The degree to which Cherokee Indians are of pure ancestry or mixed ancestry may play a role in delaying the development of Alzheimer's disease after age 65. Research by National Institute on Aging (NIA) grantees at the University of Texas Southwestern (UTS) Alzheimer's Disease Center (ADC) reported in the October, 1996 issue of the Archives of Neurology (pages 997-1000) gives scientists yet another clue to the diverse nature of Alzheimer's disease. Coming on the heels of another NIA finding showing higher rates of Alzheimer's disease in Japanese men who emigrated to America as opposed to those who remained in Japan, this report gives credence to theories that ancestry, environment, and other factors play additive roles in predisposing a person to Alzheimer's disease.
Lead investigator Dr. Roger Rosenberg of UTS and Director of this NIA-sponsored ADC, Dr. Ralph Ricther, Director of the Alzheimer s Research Unit, St. John Medical Center, Tulsa, OK, and colleagues, looked at a Cherokee Indian population in Northeastern Oklahoma and determined the degree of Cherokee ancestry and ApoE gene type in 26 people with probable Alzheimer's disease and in 26 controls. Depending on which of its three forms a person inherits, the ApoE gene may predispose people to Alzheimer's disease. Dr. Rosenberg found that, in this study population, people with Alzheimer's disease were more likely than the control population to be one-fourth Cherokee or less (38% versus 4% for the control population). Similarly, 50% of normal controls reported three-fourths or greater Cherokee ancestry versus only 12% of those with Alzheimer's disease. This difference indicates the presence of some form of protection from Alzheimer's in those with mainly Cherokee ancestry. However, this apparent protection seems to diminish with age.

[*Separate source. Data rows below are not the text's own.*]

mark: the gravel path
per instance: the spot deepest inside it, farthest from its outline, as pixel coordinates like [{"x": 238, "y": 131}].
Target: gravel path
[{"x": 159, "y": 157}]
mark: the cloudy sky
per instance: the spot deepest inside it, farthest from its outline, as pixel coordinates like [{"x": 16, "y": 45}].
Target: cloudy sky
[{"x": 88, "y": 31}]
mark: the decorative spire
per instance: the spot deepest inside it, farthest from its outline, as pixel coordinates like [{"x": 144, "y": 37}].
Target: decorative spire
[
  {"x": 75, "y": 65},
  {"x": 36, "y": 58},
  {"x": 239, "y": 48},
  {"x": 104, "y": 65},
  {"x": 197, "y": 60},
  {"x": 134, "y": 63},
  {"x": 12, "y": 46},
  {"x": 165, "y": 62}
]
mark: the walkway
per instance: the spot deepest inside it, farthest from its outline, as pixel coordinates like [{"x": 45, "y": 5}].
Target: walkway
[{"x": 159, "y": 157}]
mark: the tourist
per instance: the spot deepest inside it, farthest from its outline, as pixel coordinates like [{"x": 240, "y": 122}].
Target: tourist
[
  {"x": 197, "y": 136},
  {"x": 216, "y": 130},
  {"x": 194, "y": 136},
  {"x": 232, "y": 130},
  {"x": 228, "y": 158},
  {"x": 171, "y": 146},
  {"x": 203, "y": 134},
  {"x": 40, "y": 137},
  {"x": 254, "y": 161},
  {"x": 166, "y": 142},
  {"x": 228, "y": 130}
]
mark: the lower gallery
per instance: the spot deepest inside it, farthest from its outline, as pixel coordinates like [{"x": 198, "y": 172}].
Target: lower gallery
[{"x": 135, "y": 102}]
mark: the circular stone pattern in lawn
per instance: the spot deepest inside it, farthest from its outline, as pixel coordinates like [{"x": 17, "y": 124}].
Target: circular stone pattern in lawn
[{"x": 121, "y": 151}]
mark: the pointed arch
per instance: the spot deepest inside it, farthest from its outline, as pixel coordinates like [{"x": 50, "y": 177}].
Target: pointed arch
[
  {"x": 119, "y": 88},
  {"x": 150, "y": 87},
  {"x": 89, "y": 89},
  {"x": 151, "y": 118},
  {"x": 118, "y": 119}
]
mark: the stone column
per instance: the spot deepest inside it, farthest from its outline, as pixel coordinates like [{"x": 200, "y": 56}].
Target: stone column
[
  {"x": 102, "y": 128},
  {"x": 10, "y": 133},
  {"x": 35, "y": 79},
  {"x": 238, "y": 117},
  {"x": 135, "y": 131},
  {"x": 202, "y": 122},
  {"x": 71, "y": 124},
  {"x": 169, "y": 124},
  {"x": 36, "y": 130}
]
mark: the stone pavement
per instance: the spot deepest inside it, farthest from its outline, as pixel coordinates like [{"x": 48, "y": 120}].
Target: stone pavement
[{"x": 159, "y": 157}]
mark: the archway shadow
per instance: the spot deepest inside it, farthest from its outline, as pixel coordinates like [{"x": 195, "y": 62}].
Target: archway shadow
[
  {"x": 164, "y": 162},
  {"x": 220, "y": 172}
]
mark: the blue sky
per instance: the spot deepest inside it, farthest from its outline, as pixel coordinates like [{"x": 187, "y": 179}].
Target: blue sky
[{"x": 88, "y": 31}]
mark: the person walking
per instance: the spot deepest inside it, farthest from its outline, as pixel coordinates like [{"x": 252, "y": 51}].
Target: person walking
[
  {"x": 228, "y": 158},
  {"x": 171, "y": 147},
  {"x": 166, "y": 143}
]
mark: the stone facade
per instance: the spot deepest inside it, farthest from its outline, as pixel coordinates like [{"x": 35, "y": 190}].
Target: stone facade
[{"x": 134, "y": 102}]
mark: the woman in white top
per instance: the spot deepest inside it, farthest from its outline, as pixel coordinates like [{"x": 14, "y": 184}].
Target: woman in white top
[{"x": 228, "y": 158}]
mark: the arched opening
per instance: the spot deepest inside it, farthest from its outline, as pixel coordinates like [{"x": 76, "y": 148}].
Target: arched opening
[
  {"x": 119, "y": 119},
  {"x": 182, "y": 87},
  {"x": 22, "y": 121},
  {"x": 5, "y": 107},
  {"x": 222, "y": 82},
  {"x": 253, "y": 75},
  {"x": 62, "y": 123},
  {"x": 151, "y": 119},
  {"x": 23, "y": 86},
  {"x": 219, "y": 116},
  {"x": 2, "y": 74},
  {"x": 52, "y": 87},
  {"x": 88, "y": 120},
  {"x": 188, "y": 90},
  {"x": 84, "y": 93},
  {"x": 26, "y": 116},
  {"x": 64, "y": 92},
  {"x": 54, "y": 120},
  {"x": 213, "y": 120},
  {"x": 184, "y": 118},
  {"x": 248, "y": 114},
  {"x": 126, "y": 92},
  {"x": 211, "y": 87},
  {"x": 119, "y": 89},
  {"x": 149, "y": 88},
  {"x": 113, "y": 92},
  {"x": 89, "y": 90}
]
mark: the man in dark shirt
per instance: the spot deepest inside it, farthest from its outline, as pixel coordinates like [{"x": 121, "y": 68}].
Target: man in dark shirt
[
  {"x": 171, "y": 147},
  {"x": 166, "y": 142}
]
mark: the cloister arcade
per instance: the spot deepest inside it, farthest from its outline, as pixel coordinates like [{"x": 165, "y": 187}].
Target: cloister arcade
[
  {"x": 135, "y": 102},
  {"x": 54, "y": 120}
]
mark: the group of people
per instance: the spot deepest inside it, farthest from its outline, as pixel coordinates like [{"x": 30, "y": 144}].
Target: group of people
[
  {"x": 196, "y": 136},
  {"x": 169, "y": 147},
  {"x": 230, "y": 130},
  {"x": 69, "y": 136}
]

Dr. Rosenberg says "the possible protective genetic effect seen in those people with a higher percentage of Cherokee heritage is separate from, but may be analogous to, the protective effect of the good type of ApoE, which may delay the onset of the disease in Caucasians. Our results indicate the presence of a gene, or genes, separate from other identified risk factors, that is protective or preventive for Alzheimer's in this Native American population." Dr. Rosenberg also speculates, based on DNA evidence, that there may be a connection between lower incidence of Alzheimer s in Chinese men and Cherokee Indians.
Dr. Creighton Phelps, head of the ADCs program for the NIA, says, "In other studies, we're looking at lower rates of Alzheimer's disease in Japanese, Chinese, Cree Indians, and other peoples, compared to Caucasians. These recent findings make it likely that several different genes, as well as environmental factors, influence the development of Alzheimer's disease in different ethnic groups. We have to keep puzzling through these interesting leads until we find the additional factors that contribute to the development of Alzheimer's disease.
This scientific communication was accomplished thanks to a close formal collaboration between the authors; Dr. David Kingfisher, Executive Director, Health Services Division, the Cherokee Nation; and physicians working with the Cherokee Nation. Collaborating research centers include St. John Medical Center and University of Oklahoma College of Medicine, Tulsa; Health Sciences Division-The Cherokee Nation; H.A. Chapman Institute of Medical Genetics, Tulsa; and University of Washington Medical Center and Gerontology Service, Veterans Affairs Puget Sound Health Care System, Seattle.
The National Institute on Aging is the major Federal funding agency for Alzheimer's disease research, and leads the Federal effort supporting basic, clinical, epidemiological, and social research on aging and the special needs of older people.